Seeing it in action with Gurobi
Let us solve a knapsack large enough to see cuts in the solver log:
import gurobipy as gp
from gurobipy import GRB
import random
random.seed(42)
n = 20
weights = {j: random.randint(5, 50) for j in range(n)}
values = {j: random.randint(10, 100) for j in range(n)}
capacity = int(0.4 * sum(weights.values()))
model = gp.Model('knapsack_20')
model.Params.OutputFlag = 1
x = model.addVars(n, vtype=GRB.BINARY, name='x')
model.setObjective(gp.quicksum(values[j] * x[j] for j in range(n)), GRB.MAXIMIZE)
model.addConstr(gp.quicksum(weights[j] * x[j] for j in range(n)) <= capacity, 'capacity')
model.optimize()
selected = [j for j in range(n) if x[j].X > 0.5]
print(f'\nSelected items: {selected}')
print(f'Total weight: {sum(weights[j] for j in selected)} / {capacity}')
print(f'Total value: {model.ObjVal:.0f}')
In the solver log, you will see lines like:
Cutting planes:
Cover: 3
GUB cover: 1
This shows that Gurobi added cover inequalities (and GUB cover inequalities, a generalization) to tighten the LP relaxation at the root node.

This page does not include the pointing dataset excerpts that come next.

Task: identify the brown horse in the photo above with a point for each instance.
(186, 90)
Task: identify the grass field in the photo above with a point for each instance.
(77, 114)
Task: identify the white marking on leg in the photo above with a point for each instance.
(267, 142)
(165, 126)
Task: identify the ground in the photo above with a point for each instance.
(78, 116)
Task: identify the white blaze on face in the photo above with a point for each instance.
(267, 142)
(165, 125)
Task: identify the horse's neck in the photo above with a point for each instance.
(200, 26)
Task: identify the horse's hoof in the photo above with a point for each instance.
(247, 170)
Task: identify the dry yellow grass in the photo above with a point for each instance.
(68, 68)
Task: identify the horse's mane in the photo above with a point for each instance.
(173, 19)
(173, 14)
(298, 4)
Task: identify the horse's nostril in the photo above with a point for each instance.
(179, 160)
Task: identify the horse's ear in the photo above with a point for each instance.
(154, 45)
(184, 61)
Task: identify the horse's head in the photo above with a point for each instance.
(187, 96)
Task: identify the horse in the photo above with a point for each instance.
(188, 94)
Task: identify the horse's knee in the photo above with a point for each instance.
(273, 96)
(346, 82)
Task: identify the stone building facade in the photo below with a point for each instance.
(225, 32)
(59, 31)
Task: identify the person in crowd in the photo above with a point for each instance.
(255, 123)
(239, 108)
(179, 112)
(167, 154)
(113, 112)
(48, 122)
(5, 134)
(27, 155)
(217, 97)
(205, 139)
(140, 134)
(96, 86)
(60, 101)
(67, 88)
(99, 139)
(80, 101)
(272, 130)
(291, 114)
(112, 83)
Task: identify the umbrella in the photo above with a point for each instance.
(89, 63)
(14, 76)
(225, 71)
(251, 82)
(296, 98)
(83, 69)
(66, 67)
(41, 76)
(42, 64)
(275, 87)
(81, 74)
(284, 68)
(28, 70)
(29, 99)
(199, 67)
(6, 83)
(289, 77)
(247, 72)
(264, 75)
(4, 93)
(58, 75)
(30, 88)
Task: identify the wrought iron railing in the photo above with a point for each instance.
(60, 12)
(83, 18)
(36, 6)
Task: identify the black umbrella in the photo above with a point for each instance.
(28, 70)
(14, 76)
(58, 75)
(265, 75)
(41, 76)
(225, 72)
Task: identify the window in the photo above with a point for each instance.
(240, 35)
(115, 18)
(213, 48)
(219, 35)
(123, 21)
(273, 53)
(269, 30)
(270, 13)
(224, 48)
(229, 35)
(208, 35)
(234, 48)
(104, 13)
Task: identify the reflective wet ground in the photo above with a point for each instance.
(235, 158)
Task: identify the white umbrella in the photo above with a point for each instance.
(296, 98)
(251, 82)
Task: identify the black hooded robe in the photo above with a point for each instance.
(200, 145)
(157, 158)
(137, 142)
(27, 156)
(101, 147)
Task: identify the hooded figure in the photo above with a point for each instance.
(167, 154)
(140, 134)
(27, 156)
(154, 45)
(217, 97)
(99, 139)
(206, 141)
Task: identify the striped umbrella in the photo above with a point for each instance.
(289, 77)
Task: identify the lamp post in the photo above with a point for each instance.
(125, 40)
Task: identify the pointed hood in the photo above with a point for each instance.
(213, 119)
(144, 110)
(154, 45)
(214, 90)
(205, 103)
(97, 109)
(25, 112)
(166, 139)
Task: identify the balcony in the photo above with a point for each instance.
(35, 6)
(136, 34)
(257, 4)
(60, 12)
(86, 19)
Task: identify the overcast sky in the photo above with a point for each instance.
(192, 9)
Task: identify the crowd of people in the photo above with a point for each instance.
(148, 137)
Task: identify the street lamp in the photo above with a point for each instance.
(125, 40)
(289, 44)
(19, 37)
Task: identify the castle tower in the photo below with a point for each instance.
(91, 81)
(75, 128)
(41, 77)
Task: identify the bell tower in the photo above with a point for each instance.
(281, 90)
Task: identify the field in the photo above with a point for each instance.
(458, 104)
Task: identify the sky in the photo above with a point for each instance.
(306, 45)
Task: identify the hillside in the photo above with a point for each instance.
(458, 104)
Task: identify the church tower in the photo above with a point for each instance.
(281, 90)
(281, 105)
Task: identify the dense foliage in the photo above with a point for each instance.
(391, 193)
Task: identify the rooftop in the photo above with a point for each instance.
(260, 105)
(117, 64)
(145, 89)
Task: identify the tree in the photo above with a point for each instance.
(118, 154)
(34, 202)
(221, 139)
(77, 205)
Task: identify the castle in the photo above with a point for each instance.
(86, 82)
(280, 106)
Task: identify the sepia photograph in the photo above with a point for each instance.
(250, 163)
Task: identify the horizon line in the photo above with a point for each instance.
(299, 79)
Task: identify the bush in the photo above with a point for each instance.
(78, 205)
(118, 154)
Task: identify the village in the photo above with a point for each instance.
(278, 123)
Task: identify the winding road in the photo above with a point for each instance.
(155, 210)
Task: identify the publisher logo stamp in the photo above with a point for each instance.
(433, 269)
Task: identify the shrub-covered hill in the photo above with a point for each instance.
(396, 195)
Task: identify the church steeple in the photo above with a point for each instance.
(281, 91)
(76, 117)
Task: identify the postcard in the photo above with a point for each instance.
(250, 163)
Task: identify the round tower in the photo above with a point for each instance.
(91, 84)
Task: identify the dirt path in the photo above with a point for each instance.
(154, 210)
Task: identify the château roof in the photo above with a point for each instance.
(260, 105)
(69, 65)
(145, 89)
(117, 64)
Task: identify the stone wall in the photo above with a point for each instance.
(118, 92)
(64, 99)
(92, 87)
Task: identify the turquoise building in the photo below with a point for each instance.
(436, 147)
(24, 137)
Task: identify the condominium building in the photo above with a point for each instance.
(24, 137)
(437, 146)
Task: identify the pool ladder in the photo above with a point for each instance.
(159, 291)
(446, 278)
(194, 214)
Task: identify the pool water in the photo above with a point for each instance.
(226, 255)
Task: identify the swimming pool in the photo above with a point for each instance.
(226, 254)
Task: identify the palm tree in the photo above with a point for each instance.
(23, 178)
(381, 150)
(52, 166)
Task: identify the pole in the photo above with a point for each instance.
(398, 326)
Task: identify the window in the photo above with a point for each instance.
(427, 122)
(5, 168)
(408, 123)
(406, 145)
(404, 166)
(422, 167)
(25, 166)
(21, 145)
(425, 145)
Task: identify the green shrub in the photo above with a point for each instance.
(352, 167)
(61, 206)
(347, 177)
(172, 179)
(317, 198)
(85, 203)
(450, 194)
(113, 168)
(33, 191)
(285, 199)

For this problem, the cuts combined with presolve may close the gap entirely, requiring zero or very few B&B nodes.
Measuring the impact of cuts
To see how much cuts help, we can solve the same problem with and without them. Because Gurobi may retain information from a previous solve when using model.reset(), we rebuild the model from scratch for a clean comparison:
import gurobipy as gp
from gurobipy import GRB
import random
def build_knapsack_model():
random.seed(42)
n = 20
weights = {j: random.randint(5, 50) for j in range(n)}
values = {j: random.randint(10, 100) for j in range(n)}
capacity = int(0.4 * sum(weights.values()))
model = gp.Model('knapsack_20')
model.Params.OutputFlag = 0
x = model.addVars(n, vtype=GRB.BINARY, name='x')
model.setObjective(
gp.quicksum(values[j] * x[j] for j in range(n)), GRB.MAXIMIZE
)
model.addConstr(
gp.quicksum(weights[j] * x[j] for j in range(n)) <= capacity, 'cap'
)
return model
# Without cuts
model = build_knapsack_model()
model.Params.Cuts = 0
model.optimize()
print(f'B&B only: {model.NodeCount:>6} nodes')
# With cuts (default)
model = build_knapsack_model()
model.Params.Cuts = -1
model.optimize()
print(f'Branch-and-cut: {model.NodeCount:>6} nodes')
For many problems, enabling cuts reduces the number of B&B nodes by an order of magnitude or more.
Summary of the IP mini-series
Across the four parts, we built up the full picture of how integer programs are solved:
- Part 1 — IP definitions, LP relaxation, why rounding fails, formulation strength.
- Part 2 — Branch and bound: tree search, pruning by bound/infeasibility/integrality, node and variable selection.
- Part 3 — Cutting planes: geometric intuition, Gomory cuts, cover inequalities.
- Part 4 (this post) — Branch-and-cut, presolve, heuristics, LP-based rounding, parallelism, and solver internals.
Together with the LP mini-series, these posts cover the core theory and algorithms of mathematical programming. This foundation supports everything that follows in the Aspects of OR series — from scheduling to vehicle routing to network design.